Larissa conta que Ali desapareceu depois do segundo dia, mas mais tarde ela encontrou mochilas cheias de alimentos e artigos de higiene: "Eles queriam ficar muito tempo."

A certa altura, um menino a quem ela tinha levado ao banheiro pediu a Abdullah ajuda para desabotoar as calças. "Veja, ele acha que você é uma pessoa, não um bandido", disse ela. "Não sou um bandido, sou um terrorista", retrucou ele. Disse ainda que as mulheres da Ossétia eram bonitas e os chechenos viriam e as levariam embora num caminhão. "Eu lhe disse que deveria usar um avião para tais beldades", lembra ela. "Queria fazê-lo falar." No dia seguinte, ele a chamou e perguntou se era ingushi, um grupo étnico na maioria muçulmano cujas mulheres freqüentemente se vestem de preto. Ela disse que não. Então, ele propôs que se tornasse mulher-bomba.

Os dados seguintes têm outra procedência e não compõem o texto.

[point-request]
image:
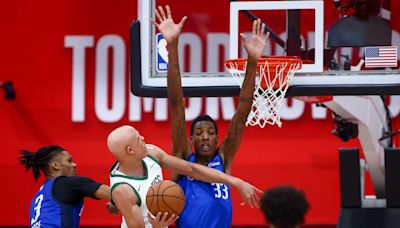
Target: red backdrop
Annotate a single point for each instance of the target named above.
(34, 56)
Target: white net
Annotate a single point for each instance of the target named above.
(271, 87)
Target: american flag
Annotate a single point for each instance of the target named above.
(381, 56)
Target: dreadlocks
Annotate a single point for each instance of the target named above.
(39, 160)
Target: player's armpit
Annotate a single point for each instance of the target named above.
(127, 202)
(103, 192)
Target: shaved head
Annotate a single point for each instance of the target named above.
(119, 140)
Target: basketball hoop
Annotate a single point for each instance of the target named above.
(272, 82)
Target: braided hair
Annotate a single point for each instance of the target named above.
(284, 206)
(40, 159)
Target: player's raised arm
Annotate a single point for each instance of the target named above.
(171, 31)
(200, 172)
(254, 48)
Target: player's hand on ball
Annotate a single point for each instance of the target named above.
(249, 194)
(161, 220)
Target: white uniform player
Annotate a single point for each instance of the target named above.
(139, 184)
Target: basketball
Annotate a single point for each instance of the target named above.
(165, 196)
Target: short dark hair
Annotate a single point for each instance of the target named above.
(40, 159)
(284, 206)
(203, 118)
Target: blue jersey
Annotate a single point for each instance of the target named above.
(207, 205)
(45, 211)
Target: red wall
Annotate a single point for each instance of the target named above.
(33, 55)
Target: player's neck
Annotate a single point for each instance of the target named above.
(132, 168)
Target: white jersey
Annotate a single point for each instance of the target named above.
(140, 184)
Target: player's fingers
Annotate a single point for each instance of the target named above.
(243, 37)
(164, 216)
(258, 190)
(169, 14)
(162, 13)
(182, 21)
(262, 32)
(267, 35)
(256, 200)
(158, 15)
(259, 27)
(254, 26)
(150, 216)
(250, 202)
(154, 22)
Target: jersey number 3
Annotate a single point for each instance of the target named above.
(38, 205)
(220, 191)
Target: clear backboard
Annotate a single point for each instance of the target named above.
(307, 28)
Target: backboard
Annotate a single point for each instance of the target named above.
(211, 35)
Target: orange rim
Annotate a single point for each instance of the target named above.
(270, 71)
(272, 61)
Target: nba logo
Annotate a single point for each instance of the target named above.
(162, 54)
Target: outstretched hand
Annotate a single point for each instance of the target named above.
(249, 194)
(166, 24)
(256, 44)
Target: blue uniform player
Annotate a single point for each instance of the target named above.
(201, 198)
(206, 203)
(59, 201)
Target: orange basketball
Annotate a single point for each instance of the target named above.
(165, 196)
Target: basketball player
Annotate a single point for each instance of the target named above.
(284, 207)
(207, 205)
(138, 167)
(59, 202)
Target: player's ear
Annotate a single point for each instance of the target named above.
(129, 149)
(55, 165)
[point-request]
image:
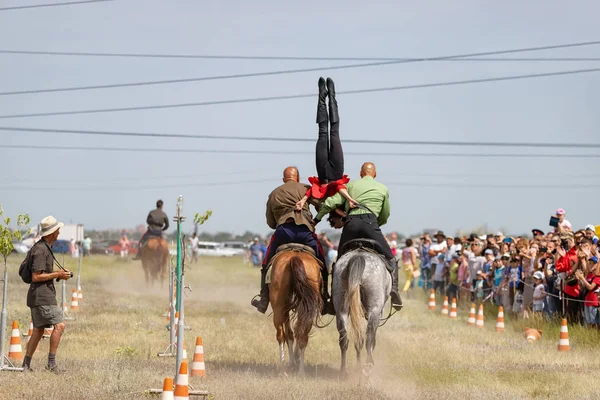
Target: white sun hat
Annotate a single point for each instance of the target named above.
(50, 225)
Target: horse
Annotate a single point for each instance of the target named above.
(360, 290)
(155, 256)
(294, 294)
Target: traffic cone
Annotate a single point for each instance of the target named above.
(30, 331)
(471, 319)
(431, 304)
(563, 341)
(181, 388)
(198, 368)
(500, 320)
(15, 351)
(167, 389)
(452, 313)
(445, 306)
(74, 301)
(479, 323)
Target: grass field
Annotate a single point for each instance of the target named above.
(109, 351)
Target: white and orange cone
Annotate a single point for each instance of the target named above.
(500, 320)
(431, 303)
(181, 387)
(167, 389)
(30, 331)
(74, 301)
(445, 306)
(452, 313)
(15, 351)
(471, 319)
(563, 341)
(479, 322)
(198, 367)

Fazendo uma retrospectiva dos acontecimentos, Larissa diz que sabia que não podia confiar em seus captores. Mesmo assim, seu relacionamento com eles talvez a tenha ajudado a se salvar e a salvar várias crianças. No terceiro dia do cerco, ela convenceu Ibrahim a permitir que transferisse várias crianças para a sala de ginástica próxima ao ginásio esportivo, que era mais arejada e tinha um pequeno banheiro anexo.

Depois que a primeira explosão na tentativa de resgate deu início a um incêndio no ginásio, Ibrahim a conduziu, juntamente com Medina e Zaurbek e várias outras crianças, para a cantina da escola. Foi então que ela viu dois soldados das forças especiais passando pela janela. Ibrahim estava perto dela, mas atirou somente nos soldados. Ele então lançou duas granadas de mão e uma delas caiu a um metro dela. Ela se jogou em cima de Zaurbek e Medina, absorvendo o impacto da explosão no braço direito e no rosto.

Quando voltou a si, em 8 de setembro, o médico lhe disse que deveria considerar isso um novo nascimento. "Tudo foi um milagre, o fato de eu poder enxergar e ter conseguido proteger meus filhos", diz ela. "Estive quase morta e consegui escapar."